The outrage led to the formation of the Charity So White campaign group, after charity workers took to Twitter to share their own experiences of racism in the sector in response.
Moriarty – who joined Citizens Advice in April 2021 – says there has been an overhaul of all training materials and that the incident “sparked a professionalisation of the focus on EDI” within the charity, which is still ongoing.
Ultimately, she says, this work has to be central to the charity’s culture, because it speaks directly to its work.
“It’s another version of what we do as a service – our service is about supporting people who are on the wrong side of imbalances of power,” she says.
She adds: “My experience is that you can’t credibly talk about EDI in the context of your outward-facing services unless you’re also focusing on it from the point of view of what it’s like inside the organisation.”
Moriarty also worked on EDI issues within the Civil Service – but she says there are differences in the way the issue is viewed in the two sectors.
“There was a real push and drive in the Civil Service and we knew we weren’t in a good place,” she says.
“But in the charity sector, this issue is very front-and-centre, and there are, rightly, very high expectations – but there is, I think, a general sense that there is some way to go in order for people to feel that those expectations are being met.”

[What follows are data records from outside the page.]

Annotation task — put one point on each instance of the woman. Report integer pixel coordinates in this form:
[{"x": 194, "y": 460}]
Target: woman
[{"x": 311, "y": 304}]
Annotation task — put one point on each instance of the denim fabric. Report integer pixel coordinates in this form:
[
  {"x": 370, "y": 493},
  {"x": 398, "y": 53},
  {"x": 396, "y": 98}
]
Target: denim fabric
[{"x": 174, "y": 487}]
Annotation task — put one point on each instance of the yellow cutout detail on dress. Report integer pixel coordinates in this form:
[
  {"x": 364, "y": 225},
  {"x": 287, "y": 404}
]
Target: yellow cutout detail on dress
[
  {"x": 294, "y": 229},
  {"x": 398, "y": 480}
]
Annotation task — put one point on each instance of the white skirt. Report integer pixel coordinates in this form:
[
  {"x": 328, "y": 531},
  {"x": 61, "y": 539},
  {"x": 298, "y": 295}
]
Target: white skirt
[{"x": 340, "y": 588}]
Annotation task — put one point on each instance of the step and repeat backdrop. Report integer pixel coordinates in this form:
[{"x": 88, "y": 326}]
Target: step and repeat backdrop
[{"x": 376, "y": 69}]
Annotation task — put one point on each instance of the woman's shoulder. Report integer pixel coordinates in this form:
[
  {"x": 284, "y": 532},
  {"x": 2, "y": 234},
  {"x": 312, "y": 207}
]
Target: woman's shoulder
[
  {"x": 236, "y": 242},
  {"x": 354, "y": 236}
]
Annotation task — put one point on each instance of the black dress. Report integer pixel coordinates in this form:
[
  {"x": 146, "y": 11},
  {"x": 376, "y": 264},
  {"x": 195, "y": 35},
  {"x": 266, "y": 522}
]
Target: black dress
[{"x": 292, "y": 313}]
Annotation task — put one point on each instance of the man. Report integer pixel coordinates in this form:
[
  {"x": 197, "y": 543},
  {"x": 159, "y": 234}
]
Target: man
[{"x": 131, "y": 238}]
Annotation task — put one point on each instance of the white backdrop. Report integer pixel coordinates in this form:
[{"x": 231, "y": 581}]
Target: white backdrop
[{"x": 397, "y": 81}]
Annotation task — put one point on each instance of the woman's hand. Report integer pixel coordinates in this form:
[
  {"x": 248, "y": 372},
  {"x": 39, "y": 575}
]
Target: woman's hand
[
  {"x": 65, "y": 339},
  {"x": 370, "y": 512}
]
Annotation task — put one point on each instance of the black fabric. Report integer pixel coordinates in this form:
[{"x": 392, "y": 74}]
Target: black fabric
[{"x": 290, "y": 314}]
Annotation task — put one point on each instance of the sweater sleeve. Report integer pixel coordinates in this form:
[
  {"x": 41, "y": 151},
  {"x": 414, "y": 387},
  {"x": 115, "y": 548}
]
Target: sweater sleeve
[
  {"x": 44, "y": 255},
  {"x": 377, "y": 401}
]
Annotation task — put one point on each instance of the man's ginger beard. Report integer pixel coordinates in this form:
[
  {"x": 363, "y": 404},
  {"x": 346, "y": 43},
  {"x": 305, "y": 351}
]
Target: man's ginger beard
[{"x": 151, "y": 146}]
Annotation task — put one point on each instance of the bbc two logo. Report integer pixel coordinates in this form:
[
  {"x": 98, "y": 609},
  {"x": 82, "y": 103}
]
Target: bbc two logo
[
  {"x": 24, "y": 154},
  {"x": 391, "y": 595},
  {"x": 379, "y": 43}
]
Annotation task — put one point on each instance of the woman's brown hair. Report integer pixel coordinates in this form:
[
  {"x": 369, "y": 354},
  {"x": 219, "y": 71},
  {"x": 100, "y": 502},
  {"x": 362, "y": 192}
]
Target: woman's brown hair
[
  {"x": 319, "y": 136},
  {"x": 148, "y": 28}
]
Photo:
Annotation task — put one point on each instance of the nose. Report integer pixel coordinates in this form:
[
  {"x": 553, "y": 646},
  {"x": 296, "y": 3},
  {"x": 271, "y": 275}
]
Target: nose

The challenge for charities, she says, is to convert “that sense of needing to get it right” into more solid progress.
“From my own experiences at Citizens Advice, but also from reading about the charity sector more generally, we don’t have enough people of colour in senior positions, and we know that there are issues with social mobility,” she says.
“In all sorts of areas, we know that we’re not achieving what we need to achieve.”
Moriarty argues that the sector needs to build on established best practices around diverse recruitment, and deepen its understanding of the impact of unconscious bias.
“There is a tendency across all sectors to have a sort of established view about what good looks like, and quite often, certainly in the Civil Service, that’s rooted in a particular set of characteristics in educational background, gender, race – so there is a tendency for people to recruit in that image, even if they don’t think they're doing it,” she says.
“We have to be prepared to ask: ‘Is good actually what I think it is, or is that just a type of good that I associate with a particular pattern I’m very used to?’”
The ongoing process of change, within the sector and the charity, “will feel challenging” she says.
But, she adds: “I’m absolutely clear that we have to open ourselves up to things that feel a bit uncomfortable if we’re really going to make progress.”